Alerting Best Practices
Alerts should be actionable and non-noisy.
Symptom-Based Alerting
Alert on user-facing symptoms, not internal metrics:
# Bad: Internal metric
- alert: HighCPU
expr: cpu_usage > 80
message: "CPU usage is high"
# So what? Does this affect users?
# Good: User-facing symptom
- alert: HighErrorRate
expr: sum(rate(http_requests_total{status=~'5..'}[5m])) / sum(rate(http_requests_total[5m])) > 0.01
message: "Error rate is {{ $value | humanizePercentage }}, check https://trace.example.com"
severity: critical
SLO-Based Alerting
Alert when SLOs are at risk:
- alert: LatencySLOBreach
expr: |
histogram_quantile(0.95, http_request_duration_seconds) > 0.5
for: 5m
message: "p95 latency {{ $value }}s exceeds SLO of 500ms"
severity: warning
- alert: AvailabilitySLOBreach
expr: |
1 - (sum(rate(http_requests_total{status=~'5..'}[5m])) / sum(rate(http_requests_total[5m]))) < 0.995
for: 10m
message: "Availability {{ $value | humanizePercentage }} below SLO of 99.5%"
severity: critical
Tools We Use
Metrics:
- Prometheus (collection and storage)
- Grafana (visualization)
- StatsD (client-side)
Logs:
- Elasticsearch (storage and search)
- Logstash/Fluentd (aggregation)
- Kibana (visualization)
Traces:
- Jaeger (distributed tracing)
- Zipkin (alternative to Jaeger)
All-in-One (Alternative):
- Datadog
- New Relic
- Honeycomb
We use open-source tools, but commercial options provide tighter integration.

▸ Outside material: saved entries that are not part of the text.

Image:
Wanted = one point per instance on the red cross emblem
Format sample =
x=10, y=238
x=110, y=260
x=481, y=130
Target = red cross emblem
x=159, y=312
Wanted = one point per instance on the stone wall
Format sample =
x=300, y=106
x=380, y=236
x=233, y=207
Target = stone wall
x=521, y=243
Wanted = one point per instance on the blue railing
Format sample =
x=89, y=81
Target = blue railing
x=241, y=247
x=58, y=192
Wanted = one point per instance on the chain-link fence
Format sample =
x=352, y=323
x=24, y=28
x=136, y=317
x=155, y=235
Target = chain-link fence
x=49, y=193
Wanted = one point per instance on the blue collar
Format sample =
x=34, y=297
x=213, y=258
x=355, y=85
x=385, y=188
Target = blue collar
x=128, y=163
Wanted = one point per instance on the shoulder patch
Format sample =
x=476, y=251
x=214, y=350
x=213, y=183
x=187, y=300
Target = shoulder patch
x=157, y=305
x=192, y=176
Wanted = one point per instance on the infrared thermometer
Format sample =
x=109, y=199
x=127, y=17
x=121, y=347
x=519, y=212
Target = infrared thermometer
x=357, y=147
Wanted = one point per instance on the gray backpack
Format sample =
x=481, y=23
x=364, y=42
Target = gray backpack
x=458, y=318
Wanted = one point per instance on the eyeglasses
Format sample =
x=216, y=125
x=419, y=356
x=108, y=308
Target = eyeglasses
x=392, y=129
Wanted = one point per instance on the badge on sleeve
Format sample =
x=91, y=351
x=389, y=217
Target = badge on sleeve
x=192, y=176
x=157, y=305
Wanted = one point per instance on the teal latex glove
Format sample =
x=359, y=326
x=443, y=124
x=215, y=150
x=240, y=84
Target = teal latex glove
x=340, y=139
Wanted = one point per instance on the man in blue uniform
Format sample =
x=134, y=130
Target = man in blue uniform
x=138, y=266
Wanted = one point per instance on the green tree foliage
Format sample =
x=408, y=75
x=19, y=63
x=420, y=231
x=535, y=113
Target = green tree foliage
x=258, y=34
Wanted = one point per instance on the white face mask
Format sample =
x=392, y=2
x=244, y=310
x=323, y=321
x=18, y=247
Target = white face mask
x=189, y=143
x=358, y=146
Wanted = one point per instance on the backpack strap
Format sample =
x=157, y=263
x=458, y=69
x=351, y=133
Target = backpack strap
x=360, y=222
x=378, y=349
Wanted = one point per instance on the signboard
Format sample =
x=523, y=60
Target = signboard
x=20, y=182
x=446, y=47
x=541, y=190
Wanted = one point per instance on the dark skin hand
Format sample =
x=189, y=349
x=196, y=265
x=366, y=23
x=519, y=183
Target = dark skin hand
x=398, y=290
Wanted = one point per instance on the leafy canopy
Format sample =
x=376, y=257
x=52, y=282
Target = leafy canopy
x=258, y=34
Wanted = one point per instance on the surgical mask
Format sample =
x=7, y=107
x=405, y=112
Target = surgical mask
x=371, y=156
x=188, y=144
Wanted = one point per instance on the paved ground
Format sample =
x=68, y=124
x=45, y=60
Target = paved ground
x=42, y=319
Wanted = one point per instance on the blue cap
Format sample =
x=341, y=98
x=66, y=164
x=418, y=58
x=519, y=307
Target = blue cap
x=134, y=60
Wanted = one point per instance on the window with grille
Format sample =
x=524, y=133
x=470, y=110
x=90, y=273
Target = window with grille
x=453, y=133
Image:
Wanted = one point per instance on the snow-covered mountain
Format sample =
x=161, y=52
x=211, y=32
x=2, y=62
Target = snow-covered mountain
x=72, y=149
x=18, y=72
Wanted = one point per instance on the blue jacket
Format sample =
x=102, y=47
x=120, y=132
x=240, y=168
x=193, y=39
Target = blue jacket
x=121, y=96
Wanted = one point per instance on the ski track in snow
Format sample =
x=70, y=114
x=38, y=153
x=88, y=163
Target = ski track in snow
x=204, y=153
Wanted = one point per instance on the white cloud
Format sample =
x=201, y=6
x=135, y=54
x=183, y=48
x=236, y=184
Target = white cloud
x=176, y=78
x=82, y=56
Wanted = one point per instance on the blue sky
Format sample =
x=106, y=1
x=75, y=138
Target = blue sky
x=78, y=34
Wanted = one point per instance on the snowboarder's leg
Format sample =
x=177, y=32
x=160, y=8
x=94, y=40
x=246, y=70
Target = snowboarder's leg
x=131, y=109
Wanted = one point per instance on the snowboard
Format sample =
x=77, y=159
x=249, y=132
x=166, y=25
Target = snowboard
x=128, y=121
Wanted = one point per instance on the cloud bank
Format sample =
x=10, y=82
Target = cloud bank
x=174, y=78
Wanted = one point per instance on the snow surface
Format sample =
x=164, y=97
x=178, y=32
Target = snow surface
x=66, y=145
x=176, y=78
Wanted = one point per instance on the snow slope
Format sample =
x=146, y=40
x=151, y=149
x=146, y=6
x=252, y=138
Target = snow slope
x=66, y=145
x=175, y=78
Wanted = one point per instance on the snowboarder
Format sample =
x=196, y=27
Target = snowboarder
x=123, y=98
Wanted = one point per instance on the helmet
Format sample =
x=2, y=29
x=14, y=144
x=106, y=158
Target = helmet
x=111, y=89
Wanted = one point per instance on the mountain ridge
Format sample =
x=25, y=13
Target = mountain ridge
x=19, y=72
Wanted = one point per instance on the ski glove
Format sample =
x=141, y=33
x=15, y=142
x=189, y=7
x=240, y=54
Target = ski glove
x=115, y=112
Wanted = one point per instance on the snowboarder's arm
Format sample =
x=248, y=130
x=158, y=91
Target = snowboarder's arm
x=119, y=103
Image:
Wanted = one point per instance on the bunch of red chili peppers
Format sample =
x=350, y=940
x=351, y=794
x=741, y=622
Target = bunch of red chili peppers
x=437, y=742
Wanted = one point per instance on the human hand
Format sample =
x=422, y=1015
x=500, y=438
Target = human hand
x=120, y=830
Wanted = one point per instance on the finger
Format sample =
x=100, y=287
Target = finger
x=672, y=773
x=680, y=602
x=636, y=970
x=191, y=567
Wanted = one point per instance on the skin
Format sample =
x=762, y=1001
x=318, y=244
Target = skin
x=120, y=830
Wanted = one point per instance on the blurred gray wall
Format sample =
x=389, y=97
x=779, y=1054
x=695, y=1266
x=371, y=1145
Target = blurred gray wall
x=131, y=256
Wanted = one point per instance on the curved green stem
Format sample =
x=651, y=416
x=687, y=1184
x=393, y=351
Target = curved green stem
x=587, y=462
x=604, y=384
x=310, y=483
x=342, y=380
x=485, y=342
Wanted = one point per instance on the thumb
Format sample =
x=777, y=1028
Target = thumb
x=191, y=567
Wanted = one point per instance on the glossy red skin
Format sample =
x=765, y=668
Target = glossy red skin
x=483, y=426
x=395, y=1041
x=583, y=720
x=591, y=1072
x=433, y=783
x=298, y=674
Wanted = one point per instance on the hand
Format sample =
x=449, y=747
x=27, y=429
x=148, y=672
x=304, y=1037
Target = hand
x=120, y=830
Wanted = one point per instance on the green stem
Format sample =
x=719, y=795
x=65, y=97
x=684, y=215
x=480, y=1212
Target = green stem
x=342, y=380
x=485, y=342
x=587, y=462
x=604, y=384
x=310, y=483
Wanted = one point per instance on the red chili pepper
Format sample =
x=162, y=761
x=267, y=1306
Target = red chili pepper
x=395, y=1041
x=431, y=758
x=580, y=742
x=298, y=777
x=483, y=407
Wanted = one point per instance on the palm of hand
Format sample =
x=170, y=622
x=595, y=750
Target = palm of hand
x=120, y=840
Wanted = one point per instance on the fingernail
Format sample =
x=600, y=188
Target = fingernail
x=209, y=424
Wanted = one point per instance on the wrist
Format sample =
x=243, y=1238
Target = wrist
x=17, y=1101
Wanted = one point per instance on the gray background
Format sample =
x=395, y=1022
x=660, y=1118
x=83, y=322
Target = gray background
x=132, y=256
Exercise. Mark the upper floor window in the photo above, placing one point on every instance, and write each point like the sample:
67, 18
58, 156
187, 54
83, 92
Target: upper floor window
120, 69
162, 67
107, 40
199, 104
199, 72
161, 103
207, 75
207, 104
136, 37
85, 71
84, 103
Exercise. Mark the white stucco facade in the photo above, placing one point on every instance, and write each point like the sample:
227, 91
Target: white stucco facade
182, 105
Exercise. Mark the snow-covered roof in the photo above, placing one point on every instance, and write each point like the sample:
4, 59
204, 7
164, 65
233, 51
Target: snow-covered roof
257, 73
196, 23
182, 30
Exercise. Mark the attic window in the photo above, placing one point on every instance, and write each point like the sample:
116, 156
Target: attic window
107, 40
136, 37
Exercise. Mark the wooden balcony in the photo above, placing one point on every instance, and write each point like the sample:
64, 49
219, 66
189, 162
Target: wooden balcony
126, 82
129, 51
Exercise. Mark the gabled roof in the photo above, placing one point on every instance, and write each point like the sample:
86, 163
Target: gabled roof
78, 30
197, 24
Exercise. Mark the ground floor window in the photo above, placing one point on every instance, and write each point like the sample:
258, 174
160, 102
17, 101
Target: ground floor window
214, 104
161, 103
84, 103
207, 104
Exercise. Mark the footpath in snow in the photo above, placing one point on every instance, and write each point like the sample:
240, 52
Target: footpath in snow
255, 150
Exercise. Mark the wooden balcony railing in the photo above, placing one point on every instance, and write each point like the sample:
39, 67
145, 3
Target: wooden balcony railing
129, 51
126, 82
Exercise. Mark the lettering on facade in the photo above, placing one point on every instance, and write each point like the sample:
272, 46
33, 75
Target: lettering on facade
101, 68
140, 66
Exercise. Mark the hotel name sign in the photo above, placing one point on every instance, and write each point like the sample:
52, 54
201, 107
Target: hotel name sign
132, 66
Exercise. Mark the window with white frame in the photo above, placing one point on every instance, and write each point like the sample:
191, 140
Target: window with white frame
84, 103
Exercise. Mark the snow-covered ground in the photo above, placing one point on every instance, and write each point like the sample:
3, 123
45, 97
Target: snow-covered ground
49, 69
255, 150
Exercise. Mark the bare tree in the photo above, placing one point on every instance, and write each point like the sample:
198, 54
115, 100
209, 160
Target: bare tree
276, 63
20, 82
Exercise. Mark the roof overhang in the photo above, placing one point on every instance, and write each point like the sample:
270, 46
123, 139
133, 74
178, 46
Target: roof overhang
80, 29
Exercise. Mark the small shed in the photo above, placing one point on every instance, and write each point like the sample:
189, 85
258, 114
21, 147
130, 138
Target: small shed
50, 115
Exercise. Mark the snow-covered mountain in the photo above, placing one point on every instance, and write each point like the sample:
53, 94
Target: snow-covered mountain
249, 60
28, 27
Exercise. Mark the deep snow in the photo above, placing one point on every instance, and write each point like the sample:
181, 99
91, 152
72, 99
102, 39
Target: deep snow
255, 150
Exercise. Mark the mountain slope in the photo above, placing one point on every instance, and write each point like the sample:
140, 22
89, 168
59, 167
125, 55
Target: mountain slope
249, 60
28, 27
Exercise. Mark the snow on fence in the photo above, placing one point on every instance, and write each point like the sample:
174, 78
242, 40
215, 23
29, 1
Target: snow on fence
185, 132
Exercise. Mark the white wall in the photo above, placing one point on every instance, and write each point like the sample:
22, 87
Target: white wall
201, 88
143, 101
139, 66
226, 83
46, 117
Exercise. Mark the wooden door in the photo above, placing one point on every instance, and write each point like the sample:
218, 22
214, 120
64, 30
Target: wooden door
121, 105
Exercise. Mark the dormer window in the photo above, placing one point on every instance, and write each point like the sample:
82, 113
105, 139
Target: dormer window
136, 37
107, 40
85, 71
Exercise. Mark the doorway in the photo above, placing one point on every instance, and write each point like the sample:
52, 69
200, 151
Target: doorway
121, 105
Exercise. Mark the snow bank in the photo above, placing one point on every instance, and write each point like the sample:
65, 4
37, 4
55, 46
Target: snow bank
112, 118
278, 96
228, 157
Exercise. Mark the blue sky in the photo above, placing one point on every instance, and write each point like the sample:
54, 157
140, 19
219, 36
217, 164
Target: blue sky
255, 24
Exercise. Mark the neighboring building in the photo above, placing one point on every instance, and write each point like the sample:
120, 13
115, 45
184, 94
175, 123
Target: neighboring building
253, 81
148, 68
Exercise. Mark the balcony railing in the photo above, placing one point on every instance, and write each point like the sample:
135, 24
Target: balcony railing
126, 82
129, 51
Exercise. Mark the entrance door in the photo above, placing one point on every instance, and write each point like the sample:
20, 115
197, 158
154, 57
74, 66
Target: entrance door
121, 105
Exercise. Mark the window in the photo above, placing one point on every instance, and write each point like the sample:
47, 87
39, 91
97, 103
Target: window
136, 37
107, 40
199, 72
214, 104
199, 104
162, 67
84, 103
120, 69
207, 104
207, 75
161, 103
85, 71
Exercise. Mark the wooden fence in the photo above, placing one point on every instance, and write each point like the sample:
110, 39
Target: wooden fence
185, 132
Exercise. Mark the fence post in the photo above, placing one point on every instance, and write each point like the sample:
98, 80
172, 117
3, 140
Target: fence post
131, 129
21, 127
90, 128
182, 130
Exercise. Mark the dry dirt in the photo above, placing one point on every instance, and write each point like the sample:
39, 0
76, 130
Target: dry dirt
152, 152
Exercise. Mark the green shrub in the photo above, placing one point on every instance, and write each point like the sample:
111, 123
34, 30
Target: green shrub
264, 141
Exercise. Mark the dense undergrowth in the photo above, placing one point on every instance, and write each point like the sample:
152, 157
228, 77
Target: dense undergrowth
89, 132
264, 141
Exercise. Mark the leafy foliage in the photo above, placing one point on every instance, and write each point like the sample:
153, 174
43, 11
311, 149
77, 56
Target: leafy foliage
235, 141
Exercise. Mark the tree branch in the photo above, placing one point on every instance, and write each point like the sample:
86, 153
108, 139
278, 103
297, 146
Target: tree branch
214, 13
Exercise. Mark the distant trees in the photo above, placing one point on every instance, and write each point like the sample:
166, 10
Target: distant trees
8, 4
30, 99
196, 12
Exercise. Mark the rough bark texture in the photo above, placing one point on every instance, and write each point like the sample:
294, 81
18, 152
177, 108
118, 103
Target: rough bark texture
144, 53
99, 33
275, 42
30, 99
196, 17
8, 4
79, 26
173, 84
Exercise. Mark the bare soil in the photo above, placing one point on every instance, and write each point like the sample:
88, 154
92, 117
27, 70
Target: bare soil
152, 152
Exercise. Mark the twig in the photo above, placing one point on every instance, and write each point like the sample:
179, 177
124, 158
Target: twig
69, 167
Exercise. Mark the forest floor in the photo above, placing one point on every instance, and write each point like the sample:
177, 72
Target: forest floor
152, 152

Practical Rollout Strategy
Phase 1: Instrumentation (Week 1-2)
- Add structured logging to all services
- Instrument HTTP handlers with metrics
- Add health check endpoints
Phase 2: Collection (Week 3-4)
- Deploy Prometheus for metrics
- Deploy ELK stack for logs
- Set up Grafana dashboards
Phase 3: Correlation (Week 5-6)
- Add request ID propagation
- Implement distributed tracing
- Connect metrics, logs, and traces
Phase 4: Alerting (Week 7-8)
- Define SLOs
- Create symptom-based alerts
- Set up on-call rotation
Phase 5: Culture (Ongoing)
- Train engineers on observability tools
- Include observability in code reviews
- Use observability data in post-mortems
Conclusion
Observability is essential for distributed systems. Without it, you’re flying blind.
The key principles:
- Instrument everything: Metrics, logs, and traces
- Correlate data: Request IDs tie everything together
- Focus on symptoms: Alert on user-facing issues
- Make it self-service: Engineers debug their own services
- Continuous improvement: Use observability data to improve the system
Start small:
- Add structured logging
- Instrument HTTP handlers
- Set up basic dashboards
- Add distributed tracing
- Iterate and improve
Observability isn’t a project that finishes—it’s an ongoing practice.
In my next post, I’ll cover GDPR compliance preparation for engineers. Privacy regulations are coming, and engineering teams need to prepare now.
Good observability turns unknown unknowns into known knowns. Invest in it early.